Recognition: unknown
The Network Structure of Mathlib
Pith reviewed 2026-05-08 05:00 UTC · model grok-4.3
The pith
Mathlib's dependency network shows formalization compresses semantic hierarchies, with centrality reflecting language infrastructure over mathematical relevance.
A machine-rendered reading of the paper's core claim, the machinery that carries it, and where it could break.
Core claim
By extracting the dependency structure of Mathlib into a graph of 308,129 declarations, 8.4 million edges, and 7,563 modules and then decomposing the edges to isolate explicit ones, the analysis finds a 50.9 percent coupling between human-designed namespaces and logical structures, a median usage of only 1.6 percent of the imported scope, and that network centrality primarily identifies language infrastructure rather than mathematical relevance.
What carries the argument
A multilayer dependency graph of declarations and modules, decomposed to isolate explicit edges from compiler-synthesized and proof-driven ones.
If this is right
- Human-designed taxonomies in formal libraries align only partially with the actual logical dependency structure.
- Developers import substantially more modules than they use in practice.
- Standard centrality measures applied to the library highlight foundational language components over advanced mathematical content.
- Formalization produces a compressed representation in which many semantic distinctions collapse into shared infrastructure.
Where Pith is reading between the lines
- Library design tools could use the measured import-utilization gap to suggest minimal import sets that still cover actual needs.
- Navigation or search features in formal libraries might benefit from separating infrastructural layers from domain-specific ones.
- Repeating the same decomposition and centrality analysis on other large formal libraries would test whether hierarchy compression is a general effect of formalization.

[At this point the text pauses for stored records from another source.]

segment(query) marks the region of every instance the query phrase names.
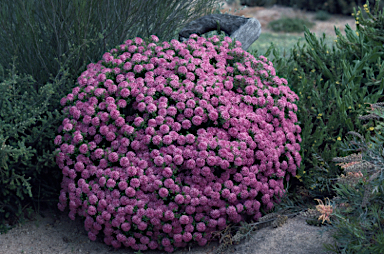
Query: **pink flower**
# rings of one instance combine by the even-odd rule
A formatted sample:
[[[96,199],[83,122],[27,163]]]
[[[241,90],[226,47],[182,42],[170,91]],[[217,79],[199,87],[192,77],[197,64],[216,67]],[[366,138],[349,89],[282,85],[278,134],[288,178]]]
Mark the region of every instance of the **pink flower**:
[[[183,156],[181,156],[181,155],[179,155],[179,154],[177,154],[177,155],[175,155],[175,156],[173,157],[173,162],[174,162],[176,165],[181,165],[181,164],[183,164],[183,161],[184,161]]]
[[[88,232],[88,238],[91,240],[91,241],[96,241],[97,237],[94,233],[92,233],[91,231]]]
[[[235,193],[229,194],[228,201],[231,203],[235,203],[237,201],[237,197]]]
[[[181,243],[183,241],[183,236],[181,234],[174,234],[173,240],[175,243]]]
[[[127,157],[122,157],[122,158],[120,159],[120,166],[122,166],[122,167],[128,167],[128,165],[129,165],[129,160],[128,160],[128,158],[127,158]]]
[[[141,125],[141,123],[144,122],[144,119],[141,118],[141,117],[136,117],[135,120],[134,120],[134,125],[136,125],[137,127],[139,127]]]
[[[160,188],[159,190],[159,196],[162,198],[165,198],[168,196],[168,190],[166,188]]]
[[[171,233],[172,231],[172,225],[171,224],[164,224],[162,230],[165,233]]]
[[[268,202],[270,201],[270,196],[269,194],[265,194],[261,200],[263,201],[264,204],[268,204]]]
[[[116,182],[113,179],[108,179],[107,181],[107,187],[108,188],[113,188],[116,186]]]
[[[171,245],[171,241],[170,241],[168,238],[163,238],[163,240],[161,240],[161,244],[162,244],[164,247],[167,247],[167,246],[170,246],[170,245]]]
[[[162,134],[167,134],[167,133],[169,132],[169,126],[168,126],[168,125],[165,125],[165,124],[161,125],[161,126],[160,126],[160,132],[161,132]]]
[[[119,160],[119,155],[115,152],[112,152],[108,155],[108,160],[110,162],[117,162]]]
[[[165,135],[163,138],[163,143],[166,145],[172,144],[172,137],[170,135]]]
[[[200,116],[194,116],[192,118],[192,123],[196,126],[199,126],[201,125],[201,123],[203,122],[203,118],[201,118]]]
[[[140,112],[144,112],[146,108],[146,105],[144,102],[140,102],[139,104],[137,104],[137,109],[140,111]]]
[[[65,131],[70,131],[70,130],[72,130],[72,128],[73,128],[73,125],[72,124],[70,124],[70,123],[67,123],[66,125],[64,125],[64,130]]]
[[[174,106],[168,107],[167,114],[170,116],[175,116],[177,114],[177,109]]]
[[[148,104],[148,106],[147,106],[148,113],[152,114],[152,113],[156,112],[156,110],[157,110],[157,107],[155,104],[153,104],[153,103]]]
[[[127,187],[128,187],[128,183],[127,182],[119,182],[119,184],[118,184],[118,186],[119,186],[119,189],[121,190],[121,191],[124,191],[125,189],[127,189]]]
[[[181,194],[177,194],[175,197],[175,202],[179,205],[181,205],[184,202],[184,197]]]
[[[189,144],[193,144],[196,140],[196,138],[193,134],[187,134],[187,136],[185,136],[185,137],[186,137],[187,143],[189,143]]]
[[[130,185],[133,188],[138,188],[140,186],[140,180],[137,178],[133,178],[133,179],[131,179]]]
[[[173,175],[172,169],[170,167],[166,167],[162,172],[164,177],[170,178]]]
[[[211,121],[216,121],[219,118],[219,114],[215,111],[211,111],[208,116]]]
[[[206,229],[204,222],[199,222],[199,223],[197,223],[197,225],[196,225],[196,229],[197,229],[198,231],[200,231],[200,232],[204,232],[205,229]]]
[[[128,187],[125,189],[125,195],[127,195],[128,197],[133,197],[135,196],[135,194],[136,191],[132,187]]]
[[[160,145],[161,141],[162,141],[162,138],[159,135],[156,135],[152,138],[152,143],[154,145]]]
[[[192,234],[190,232],[184,232],[183,234],[184,242],[189,242],[192,240]]]
[[[180,221],[180,224],[188,224],[189,223],[189,217],[187,215],[181,215],[179,221]]]
[[[199,148],[199,150],[205,151],[208,148],[208,143],[203,141],[203,142],[199,143],[199,145],[197,147]]]
[[[164,218],[165,218],[166,220],[172,220],[173,218],[175,218],[175,215],[173,214],[172,211],[167,210],[167,211],[165,211],[165,213],[164,213]]]
[[[159,41],[159,38],[157,38],[156,35],[151,35],[151,39],[152,39],[152,41],[154,41],[154,42],[158,42],[158,41]]]
[[[54,142],[55,142],[55,145],[60,145],[62,142],[62,136],[57,135]]]
[[[96,208],[94,206],[89,206],[88,207],[88,214],[93,216],[96,214]]]
[[[191,121],[189,121],[189,120],[184,120],[184,121],[181,123],[181,126],[183,127],[183,129],[188,130],[189,128],[191,128],[192,124],[191,124]]]
[[[81,172],[81,171],[83,171],[83,170],[84,170],[84,163],[82,163],[82,162],[76,162],[76,164],[75,164],[75,170],[76,170],[77,172]]]
[[[157,166],[161,166],[164,163],[164,158],[161,156],[156,156],[153,161]]]

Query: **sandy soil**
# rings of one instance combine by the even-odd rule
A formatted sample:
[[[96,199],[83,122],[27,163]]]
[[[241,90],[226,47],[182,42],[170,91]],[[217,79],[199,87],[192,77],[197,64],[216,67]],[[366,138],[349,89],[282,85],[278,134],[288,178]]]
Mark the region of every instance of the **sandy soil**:
[[[227,9],[228,10],[228,9]],[[233,8],[232,8],[233,10]],[[232,12],[231,12],[232,13]],[[327,35],[335,35],[334,26],[344,30],[345,24],[355,29],[352,17],[333,15],[327,21],[314,20],[314,13],[293,10],[292,8],[274,6],[272,8],[253,7],[238,11],[236,15],[255,17],[262,26],[262,32],[271,32],[267,28],[268,22],[287,17],[306,17],[316,22],[311,29],[317,34],[325,32]],[[294,217],[279,228],[264,228],[258,230],[251,239],[240,242],[231,247],[229,252],[238,254],[324,254],[322,243],[331,243],[333,239],[329,232],[320,235],[322,228],[309,226],[305,220]],[[213,253],[219,245],[213,242],[204,247],[193,247],[176,251],[176,254]],[[92,242],[88,239],[82,220],[77,217],[72,221],[68,217],[68,210],[42,211],[36,214],[31,221],[11,229],[7,234],[0,235],[0,254],[66,254],[66,253],[134,253],[132,249],[120,249],[114,251],[101,239]],[[161,251],[146,251],[148,254],[160,254]]]
[[[0,254],[108,254],[138,253],[132,249],[114,250],[102,238],[92,242],[84,229],[83,220],[77,216],[74,221],[68,217],[69,210],[42,211],[34,218],[0,235]],[[251,238],[238,245],[229,246],[225,253],[233,254],[327,254],[323,243],[333,243],[330,232],[324,227],[310,226],[300,217],[289,218],[278,228],[267,227],[257,230]],[[213,254],[219,242],[206,246],[192,246],[175,251],[175,254]],[[159,250],[147,250],[146,254],[162,254]]]

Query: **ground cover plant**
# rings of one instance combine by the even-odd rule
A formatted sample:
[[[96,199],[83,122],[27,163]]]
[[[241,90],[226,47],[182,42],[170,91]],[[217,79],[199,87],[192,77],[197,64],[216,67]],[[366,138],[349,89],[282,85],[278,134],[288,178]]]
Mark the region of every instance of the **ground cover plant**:
[[[328,20],[331,18],[331,15],[326,11],[317,11],[315,14],[315,19],[317,20]]]
[[[58,206],[86,218],[91,240],[172,252],[271,210],[301,130],[298,97],[265,57],[229,37],[156,42],[105,53],[61,100]]]
[[[309,20],[302,18],[282,17],[268,23],[268,28],[274,32],[301,33],[304,27],[311,28],[315,24]]]

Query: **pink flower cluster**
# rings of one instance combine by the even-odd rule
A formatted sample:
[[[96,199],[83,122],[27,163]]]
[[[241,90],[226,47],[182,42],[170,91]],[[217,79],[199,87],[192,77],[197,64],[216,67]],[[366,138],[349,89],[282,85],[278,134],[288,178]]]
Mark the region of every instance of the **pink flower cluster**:
[[[172,252],[280,202],[301,129],[265,57],[229,37],[156,42],[105,53],[61,100],[58,207],[85,217],[91,240]]]

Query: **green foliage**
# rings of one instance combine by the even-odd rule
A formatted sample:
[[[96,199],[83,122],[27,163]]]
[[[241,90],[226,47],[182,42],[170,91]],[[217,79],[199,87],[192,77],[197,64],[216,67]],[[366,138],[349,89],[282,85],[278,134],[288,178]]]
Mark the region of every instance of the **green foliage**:
[[[240,3],[246,6],[272,6],[276,0],[241,0]]]
[[[383,103],[373,104],[379,110],[371,111],[368,116],[359,117],[360,120],[378,119],[376,135],[367,145],[358,133],[362,142],[356,139],[350,144],[343,144],[345,151],[362,151],[361,158],[335,158],[334,161],[353,162],[344,164],[347,172],[359,172],[363,177],[354,184],[338,183],[335,187],[337,203],[348,204],[347,208],[337,209],[337,217],[332,229],[337,245],[326,245],[328,250],[336,253],[382,253],[384,250],[384,137],[382,135],[384,111]],[[352,146],[352,147],[351,147]],[[344,160],[342,160],[344,159]]]
[[[0,192],[2,220],[23,220],[31,204],[35,210],[40,205],[57,209],[62,173],[53,140],[64,119],[57,109],[86,66],[129,38],[155,34],[164,41],[177,39],[189,21],[219,12],[213,9],[216,2],[0,2],[0,66],[12,70],[9,79],[0,77],[0,185],[6,186]],[[8,63],[13,57],[17,71],[15,62]]]
[[[371,4],[377,2],[376,0],[369,0]],[[290,6],[298,9],[305,9],[307,11],[326,11],[331,14],[351,15],[354,8],[362,7],[364,1],[362,0],[277,0],[279,5]],[[380,8],[384,4],[380,3]]]
[[[0,70],[3,79],[1,66]],[[53,85],[48,83],[36,92],[34,82],[31,76],[18,76],[14,65],[9,79],[0,83],[0,231],[6,231],[5,219],[15,221],[24,217],[27,200],[36,197],[32,186],[58,182],[61,175],[55,169],[49,172],[48,182],[38,177],[48,173],[47,167],[54,168],[53,146],[43,141],[49,138],[53,143],[53,130],[50,133],[47,129],[59,123],[60,115],[56,110],[44,116],[54,92]],[[33,127],[36,122],[41,122],[41,126]]]
[[[364,103],[384,101],[383,49],[379,41],[383,26],[376,23],[381,20],[378,16],[372,20],[357,31],[347,25],[346,36],[335,29],[338,39],[332,48],[325,43],[325,35],[319,40],[306,28],[306,43],[301,46],[299,42],[289,58],[282,58],[273,46],[265,54],[274,54],[277,75],[286,78],[300,98],[303,160],[297,177],[312,196],[334,193],[330,186],[342,172],[330,163],[331,159],[347,155],[339,150],[339,141],[353,130],[369,140],[372,120],[363,125],[357,117],[364,112]]]
[[[306,19],[283,17],[269,22],[268,28],[275,32],[301,33],[304,32],[304,26],[311,28],[314,25]]]
[[[317,11],[315,15],[316,20],[328,20],[331,18],[331,15],[327,11]]]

- Proof assistants could prioritize caching or indexing the high-centrality infrastructural nodes to improve performance.
Load-bearing premise
The custom graph decompositions successfully isolate explicit edges from those synthesized by the compiler or driven by proofs without introducing systematic bias in the measured properties.
What would settle it
Recomputing the 50.9 percent coupling figure and the centrality rankings on the same declarations after changing the decomposition rules to treat a different set of compiler-generated edges as explicit, then checking whether the reported divergence and infrastructure dominance persist.
Figures
read the original abstract
The ongoing development of Lean 4's Mathlib has produced a macroscopic structural complexity that interweaves logical, mathematical, and infrastructural dependencies. We present a network analysis of this library, extracting its dependency structure into a multilayer graph of 308,129 declarations, 8.4 million edges, and 7,563 modules. By introducing graph decompositions that isolate explicit edges from those synthesized by the compiler or driven by proofs, we quantify the structural properties of formalized mathematics. Our analysis reveals three findings. First, taxonomies designed by humans diverge from logical structures, exhibiting a 50.9% coupling across namespaces. Second, developers utilize a median of 1.6% of the imported scope. Third, formalization compresses semantic hierarchies, with network centrality capturing language infrastructure rather than mathematical relevance.
Editorial analysis
A structured set of objections, weighed in public.
Referee Report
Summary. The manuscript performs a network analysis of Lean 4's Mathlib by extracting a multilayer dependency graph with 308,129 declarations, 8.4 million edges, and 7,563 modules. It introduces custom graph decompositions to separate explicit edges from compiler-synthesized and proof-driven ones, then reports three quantitative results: 50.9% coupling between human-designed taxonomies and logical structures across namespaces, a median developer usage of 1.6% of imported scope, and the observation that network centrality primarily reflects language infrastructure rather than mathematical relevance.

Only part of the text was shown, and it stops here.